A recent study has found large disparities in survival by sex, race, and age among patients diagnosed with cancers caused by the human papillomavirus (HPV). The findings suggest that improvements in HPV vaccination and access to cancer screening and treatment are needed.1

HPV causes most cases of cervical cancer, but it can also cause cancers in other parts of the body, including the anus, oropharynx (the base of the tongue, the tonsils, and the back of the throat), penis, vagina, and vulva. More than 38,000 HPV-associated cancers are diagnosed annually in the United States.

Investigators at the Centers for Disease Control and Prevention’s National Center for Chronic Disease Prevention and Health Promotion looked to see how survival rates vary for each of these cancers by such demographic characteristics as race and age. The team examined data from 27 population-based cancer registries covering approximately 59% of the US population.

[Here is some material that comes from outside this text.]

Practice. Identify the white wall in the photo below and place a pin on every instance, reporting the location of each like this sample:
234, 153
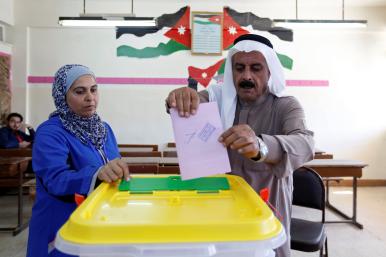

The researchers focused on invasive cancer diagnosed from 2001 through 2011, and followed these cases through 2011.

The 5-year relative survival rates were 66% for anal, 66% for vulvar, 64% for cervical, 56% for rectal, 53% for vaginal, 51% for oropharyngeal, and 47% for penile squamous cell carcinomas. The 5-year relative survival rate was consistently higher among white individuals than black individuals for all HPV-associated cancers and all age groups, and the largest differences were for oropharyngeal squamous cell carcinomas among those younger than 60 years and for penile squamous cell carcinomas among those aged 40–49 years compared with other age groups. Also, older people with HPV-associated cancers tended to die sooner after diagnosis than younger people, and men with an HPV-associated cancer of the anus were likely to die sooner than women with the same cancer.

Mona Saraiya, MD, MPH, CDC.

Mona Saraiya, MD, MPH, CDC.

“This new study shows that race, sex, and age can make a difference in surviving HPV-associated cancers,” says coauthor Mona Saraiya, MD, MPH. “There are things that people can do to avoid getting an HPV-related cancer, or to help improve their chances of survival, such as getting the HPV vaccine when recommended at the age of 11 or 12 years old (or as early as age 9 and as late as age 26); getting screened for cervical cancer at the recommended ages; and, for those who have been diagnosed with an HPV-associated cancer, working with their healthcare provider to create a personalized plan for care. Healthcare providers can take steps to assure that they are offering the recommended screening and treatment, regardless of a patient’s race, age, or sex.”


  1. Razzaghi H, Saraiya M, Thompson T, et al. Five-year relative survival for human papillomavirus-associated cancer sites. Advanced online publication, November 6, 2017; doi: 10.1002/cncr.30947.